Comment 17 Jeff Layton 2012-05-05 10:43:00 UTC
Possibly this is due to the semi-broken caching model in cifs.ko. Are you
still using RHEL5 here, have you seen this issue since switching to
"forcedirectio" ?
Comment 18 David H. Durgee 2012-06-28 13:05:25 UTC
I believe I am seeing a re-emergence of this bug.  I can recreate it at will and have used traceSMB and cifsFYI on systems both with and without the bug.

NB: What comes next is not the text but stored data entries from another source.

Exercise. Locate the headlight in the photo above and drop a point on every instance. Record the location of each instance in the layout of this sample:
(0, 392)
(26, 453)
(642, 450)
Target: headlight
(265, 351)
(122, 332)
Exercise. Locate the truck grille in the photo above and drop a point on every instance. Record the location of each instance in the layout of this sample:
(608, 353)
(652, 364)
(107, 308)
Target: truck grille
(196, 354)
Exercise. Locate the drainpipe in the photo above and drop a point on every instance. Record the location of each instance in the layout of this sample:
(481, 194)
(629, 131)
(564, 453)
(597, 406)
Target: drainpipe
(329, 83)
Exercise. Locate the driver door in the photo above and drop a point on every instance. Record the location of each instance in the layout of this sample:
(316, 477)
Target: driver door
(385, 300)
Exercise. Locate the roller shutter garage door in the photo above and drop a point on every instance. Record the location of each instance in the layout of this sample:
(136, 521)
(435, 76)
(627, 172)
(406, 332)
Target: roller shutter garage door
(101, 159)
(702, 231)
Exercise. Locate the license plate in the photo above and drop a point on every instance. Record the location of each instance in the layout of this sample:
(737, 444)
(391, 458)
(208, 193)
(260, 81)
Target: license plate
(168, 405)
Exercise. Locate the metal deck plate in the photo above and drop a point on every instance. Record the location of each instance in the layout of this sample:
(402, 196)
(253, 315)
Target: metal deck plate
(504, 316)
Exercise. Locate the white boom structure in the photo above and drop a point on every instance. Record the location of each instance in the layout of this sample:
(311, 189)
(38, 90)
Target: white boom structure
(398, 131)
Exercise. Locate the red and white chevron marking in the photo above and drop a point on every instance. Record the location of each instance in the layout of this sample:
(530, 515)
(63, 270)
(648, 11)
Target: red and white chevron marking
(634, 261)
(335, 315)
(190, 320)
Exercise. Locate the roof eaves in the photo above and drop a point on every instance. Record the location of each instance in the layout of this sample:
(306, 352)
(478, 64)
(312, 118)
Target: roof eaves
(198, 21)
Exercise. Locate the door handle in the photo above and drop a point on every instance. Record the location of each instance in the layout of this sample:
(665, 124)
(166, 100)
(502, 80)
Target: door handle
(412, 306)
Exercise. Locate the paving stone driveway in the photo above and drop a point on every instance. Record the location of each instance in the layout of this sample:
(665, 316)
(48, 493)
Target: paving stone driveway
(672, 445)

As I have already opened a bug report on launchpad let me give you a link to it as opposed to reposting everything here:

https://bugs.launchpad.net/linuxmint/+bug/1017660

Dave
Comment 19 David H. Durgee 2012-06-28 15:09:52 UTC
Based upon reading the comments here I added the "directio" option to my fstab entries for the shares.  I got mixed results with this.  Two of the shares are with peers and the problem appears to be solved for them.  One of the shares is with a Warp Server and behavior there is not a clear.  Here is an example:

dhdurgee@DG41TY ~/Downloads $ unzip -t /mnt/n_/monthly/BD120605.zip 
Archive:  /mnt/n_/monthly/BD120605.zip
error [/mnt/n_/monthly/BD120605.zip]:  reported length of central directory is
  0 bytes too long (Atari STZip zipfile?  J.H.Holm ZIPSPLIT 1.1
  zipfile?).  Compensating...
file #1:  bad zipfile offset (lseek):  0
file #2:  bad zipfile offset (local header sig):  863
error:  zipfile read error
file #3:  bad zipfile offset (EOF):  4106
error:  zipfile read error
file #4:  bad zipfile offset (EOF):  7315
error:  zipfile read error
file #5:  bad zipfile offset (EOF):  7702
error:  zipfile read error
file #6:  bad zipfile offset (EOF):  8111
file #7:  bad zipfile offset (lseek):  8192
file #8:  bad zipfile offset (local header sig):  13164
At least one error was detected in /mnt/n_/monthly/BD120605.zip.
dhdurgee@DG41TY ~/Downloads $ cp  /mnt/n_/monthly/BD120605.zip ./BD120605.zip
cp: reading `/mnt/n_/monthly/BD120605.zip': Invalid argument
cp: failed to extend `./BD120605.zip': Invalid argument
dhdurgee@DG41TY ~/Downloads $ ls -l BD120605.zip 
-rwxr-xr-x 1 dhdurgee dhdurgee 0 Jun 28 10:56 BD120605.zip

{used FC/L to copy file from mount to directory here}

dhdurgee@DG41TY ~/Downloads $ unzip -t ./BD120605.zip 
Archive:  ./BD120605.zip
    testing: XH.TXT                   OK
    testing: XD.TXT                   OK
    testing: EQ2.CSV                  OK
    testing: EQ.CSV                   OK
    testing: LT.CSV                   OK
    testing: IU.CSV                   OK
    testing: BD2.CSV                  OK
    testing: BD1.CSV                  OK
No errors detected in compressed data of ./BD120605.zip.
dhdurgee@DG41TY ~/Downloads $ 

So as you can see above, using unzip directly against the file on the share has problems as does the cp command for some reason.  Yet I can use FC/L to copy the file to a local directory and the copy is valid!  Wierd.
Comment 20 Jeff Layton 2012-06-29 08:58:49 UTC
David, the problem you're seeing is almost certainly different from the one originally reported. Could you open a new bug with this info and cc me on it? I'm going to go ahead and close this as INVALID since the original problem was never reproducible and he was able to work around it with "directio".